What Should I Do with the Rest of My Life_ - Bruce Frankel [18]
“I’ve never known anyone whose name was more fitting than hers,” he said, speaking slowly and with a deep tone that gathered each word into the faintest of English accents. “She was a gem. She was so beautiful in my eyes, but not just to look at her. It was her whole manner. She wanted me to be a writer, too. She would willingly have me stay home and write while she went to work. It was a remarkable marriage. I can’t remember one dull or one boring moment. Even when we didn’t talk, it was good to be with her. She was always smiling. She was always optimistic, never brooding or gloomy about anything. After she died, I think I died, too.”
Harry did not die, but he sank into a grave depression after Ruby’s death from leukemia on May 3, 2002, ten days after she was diagnosed. For months afterward Harry was punished by a brutal loneliness. Living alone for the first time, he considered suicide and gave serious thought to the ways and means of committing it. Nearly a year after Ruby’s death, his daughter, Adraenne, a nurse practitioner, shook him out of paralyzing self-pity, saying, “Dad, you have lost a wife, but we have lost a mother, and you are the only one left us and we need you.”
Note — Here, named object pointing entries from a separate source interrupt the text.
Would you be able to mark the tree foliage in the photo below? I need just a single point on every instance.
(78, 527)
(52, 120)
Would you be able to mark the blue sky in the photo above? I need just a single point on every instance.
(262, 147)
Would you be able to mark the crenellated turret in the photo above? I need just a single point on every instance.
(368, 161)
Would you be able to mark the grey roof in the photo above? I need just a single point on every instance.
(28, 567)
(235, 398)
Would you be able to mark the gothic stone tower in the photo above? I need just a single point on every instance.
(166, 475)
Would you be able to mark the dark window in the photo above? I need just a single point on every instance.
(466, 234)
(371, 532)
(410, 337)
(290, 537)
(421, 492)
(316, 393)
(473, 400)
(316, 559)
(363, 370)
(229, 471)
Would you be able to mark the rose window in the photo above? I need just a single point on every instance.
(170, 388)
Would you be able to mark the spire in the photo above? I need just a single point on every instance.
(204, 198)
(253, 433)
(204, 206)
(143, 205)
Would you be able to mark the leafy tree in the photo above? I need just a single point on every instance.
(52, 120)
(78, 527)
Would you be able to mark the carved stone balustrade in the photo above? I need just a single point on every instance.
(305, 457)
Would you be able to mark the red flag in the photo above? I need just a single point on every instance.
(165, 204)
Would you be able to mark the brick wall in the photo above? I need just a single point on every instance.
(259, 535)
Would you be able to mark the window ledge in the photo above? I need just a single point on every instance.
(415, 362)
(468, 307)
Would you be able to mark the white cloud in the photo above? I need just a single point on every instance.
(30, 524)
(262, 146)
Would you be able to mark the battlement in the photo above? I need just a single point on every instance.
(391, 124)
Soon Harry sat down to write again. He knocked out a first-person essay that asked how, at ninety-four and without the possibility of future romance, he was supposed to move on with his life without his friend, companion, lover, and soul mate. He submitted the piece to Newsweek, which—much to his surprise—published it as a “My Turn” column in October 2007. It provoked an unusually large and emotional response, including at least a couple of marriage proposals from younger women. It also restored Harry’s confidence in his writing.
Emboldened but still depressed, he sat down at the small typewriter stand across from his bed and began to pound out words on the IBM Selectric typewriter that Adraenne had recently given to him. “I turned to writing because I wanted to fill the void. At first, writing was a sort of therapy. When you’re old, it can seem as if you have no place to go. It seems as if you have no future. But I soon found that reliving the past made the present more tolerable because I could immerse myself completely in it and just forget everything.” Even more, he felt gladness in returning to the memories. “It gave me a feeling that I was closer to Ruby than I had been able to feel. You know, when someone dies, they seem to go so far away. Death is so remote. Suddenly, she had disappeared. But by bringing back the particulars, I had the feeling of being close to her and it helped me.”
It helped his writing, too. It came easily. He began without notes or outline, and effortlessly unearthed the vivid details of his past—the color of a dress, the smell of rotting fruit, the expression of a face, Mrs. Turnbull’s bitter voice. Often, at night, he would lie in bed sleeplessly, recalling and dwelling in a scene until it was completely formed in his memory. Then, and only then, would he rise at whatever hour and start typing, as if the words were dictated. Memory and imagination merged. “Can anyone remember every word that was said? Is that possible? No. I must confess there is a certain amount of what I call embroidery. I do not remember exactly what was said. I remember certain phrases, like when a bully taunted from across the street, ‘Bloody Jews who killed Christ!’ ”
Harry easily recalled the working-class neighborhood where he grew up in the town of Stockport, with its sad rows of soot-blackened houses, their stubby chimneys “jutting out of slate roofs into murky skies.” He recalled, too, the quickening staccato rhythms in the evening of men with empty dinner pails and women wearing striped petticoats returning home and the doors shutting behind them on the strictly divided street.